Information derived from the computerized appointment system provides each resident with a regularly updated roster of all patients in his/her panel. Junior and senior residents take night and weekend call for the MHSP. Intercurrent and urgent care is provided by the PGY-3 “Block Doctor” when the patient’s primary resident provider is unavailable.

Elder House Call Program

PGY-2 and PGY-3 GIM residents provide longitudinal, comprehensive, primary care to patients in the Elder House Call Program. The aim of this is to help frail homebound patients avoid unnecessary hospitalization.

The patient population consists of frail (20% annual mortality) mostly elderly, homebound persons who wish to remain at home and whose families are devoted to helping them. About 140 patients are in the program. Patient ages range from 21 to 95, with the mean about 75. They are referred from JHBMC, local physicians, families, social services agencies, and other hospitals in the area.

The Home Visiting Team includes a geriatrics faculty member, a first year geriatrics fellow, PGY-2 and PGY-3 general internal medicine residents (who provide continuity), and a patient care coordinator. In addition, the program frequently utilizes the services provided by Johns Hopkins Home Care such as skilled nursing, personal care, physical therapy, occupational therapy, speech therapy, social work and hospice care.

A faculty geriatrician or a geriatrics fellow supervises each house staff member.  Initial orientation and the first several house calls are done jointly by a house officer and a member of the faculty or a fellow. The attending and fellow review resident visits after their completion. The attending or fellow is available to the resident for phone consultation during the time of each visit and when addressing patient issues during non-CBP blocks.

Community-Based Practices: Resident Firms

PGY-2 and PGY-3 GIM residents develop a third longitudinal, comprehensive, primary care practice at one of the community-based sites (see Table). All sites are within a 30-minute drive from the hospital. These practices provide residents with some educational opportunities not available in their other practices due to differences in patient populations and practice site:

  • Patient Mix – In several of the sites, the patients tend to be younger, and of higher socioeconomic status than the MHSP and Home Care Patients.
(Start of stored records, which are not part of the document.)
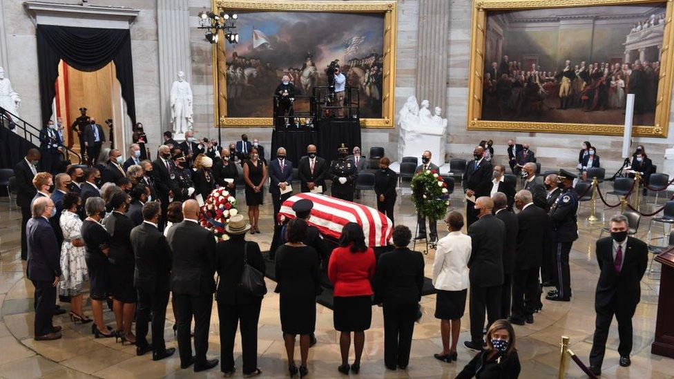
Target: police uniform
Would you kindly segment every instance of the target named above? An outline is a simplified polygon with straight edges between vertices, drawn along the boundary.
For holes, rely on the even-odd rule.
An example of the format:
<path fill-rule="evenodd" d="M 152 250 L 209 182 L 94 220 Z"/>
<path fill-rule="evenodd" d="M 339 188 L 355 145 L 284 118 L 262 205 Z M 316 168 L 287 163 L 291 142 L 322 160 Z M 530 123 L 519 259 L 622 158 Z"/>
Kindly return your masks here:
<path fill-rule="evenodd" d="M 576 175 L 564 169 L 559 170 L 557 175 L 557 177 L 561 179 L 572 180 L 576 178 Z M 562 190 L 550 209 L 555 262 L 553 278 L 557 289 L 548 293 L 546 298 L 549 300 L 569 301 L 571 297 L 568 259 L 571 246 L 578 239 L 577 210 L 578 194 L 572 186 Z"/>
<path fill-rule="evenodd" d="M 338 151 L 340 155 L 339 158 L 332 161 L 330 165 L 330 179 L 332 179 L 331 194 L 333 197 L 342 199 L 347 202 L 354 201 L 354 191 L 356 189 L 356 179 L 358 177 L 358 169 L 356 165 L 346 159 L 346 154 L 349 148 L 342 144 Z M 347 181 L 343 184 L 339 182 L 339 178 L 345 177 Z"/>

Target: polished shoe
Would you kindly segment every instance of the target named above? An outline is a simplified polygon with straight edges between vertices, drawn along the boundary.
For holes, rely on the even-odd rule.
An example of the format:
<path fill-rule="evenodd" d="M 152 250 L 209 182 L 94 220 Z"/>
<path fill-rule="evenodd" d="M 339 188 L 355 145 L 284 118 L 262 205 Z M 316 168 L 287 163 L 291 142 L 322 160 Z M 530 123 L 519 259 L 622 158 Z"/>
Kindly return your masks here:
<path fill-rule="evenodd" d="M 463 342 L 463 347 L 473 351 L 482 351 L 484 349 L 483 342 L 474 342 L 472 341 L 465 341 Z"/>
<path fill-rule="evenodd" d="M 61 336 L 60 333 L 50 333 L 44 336 L 36 336 L 35 340 L 36 341 L 52 341 L 54 340 L 58 340 Z"/>
<path fill-rule="evenodd" d="M 161 353 L 152 353 L 152 360 L 162 360 L 165 358 L 168 358 L 173 355 L 175 352 L 175 347 L 169 347 Z"/>
<path fill-rule="evenodd" d="M 623 367 L 628 367 L 630 365 L 632 365 L 632 360 L 630 357 L 620 357 L 620 365 Z"/>
<path fill-rule="evenodd" d="M 205 371 L 206 370 L 210 370 L 211 369 L 218 366 L 220 360 L 217 359 L 207 359 L 206 360 L 206 363 L 203 366 L 194 365 L 194 372 Z"/>

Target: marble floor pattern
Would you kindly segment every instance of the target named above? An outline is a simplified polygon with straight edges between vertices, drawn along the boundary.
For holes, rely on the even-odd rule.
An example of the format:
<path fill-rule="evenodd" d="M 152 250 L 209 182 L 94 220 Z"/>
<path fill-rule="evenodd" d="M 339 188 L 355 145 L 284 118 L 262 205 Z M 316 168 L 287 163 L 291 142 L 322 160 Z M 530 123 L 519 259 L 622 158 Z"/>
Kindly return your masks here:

The Comprehensive Care Practice provides a continuity clinic for residents interested in providing primary care to underserved populations with a focus on patients with HIV and chemical dependency issues.
  • Health Problems – In many of the CBP sites, patients tend to have fewer active and complex medical problems.  More time can be spent on preventive care, risk factor reduction, and behavioral counseling.  There is a greater expectation that the primary care physician should manage common or minor dermatologic, musculoskeletal, podiatric, ophthalmologic, and otolaryngologic problems, do routine gynecologic care, and perform minor surgical procedures.
  • Practice Management – Most of the practices serve a predominantly, but not exclusively, managed care population of patients.  Emphasis is placed on cost-effectiveness, efficiency, patient flow, and patient satisfaction.
  • Faculty – Preceptors at each of the sites are community-based GIM faculty who trained in the JHU/JHBMC Faculty Development Program.  Residents work one-on-one with an assigned preceptor, whose own patient schedule is reduced for that session.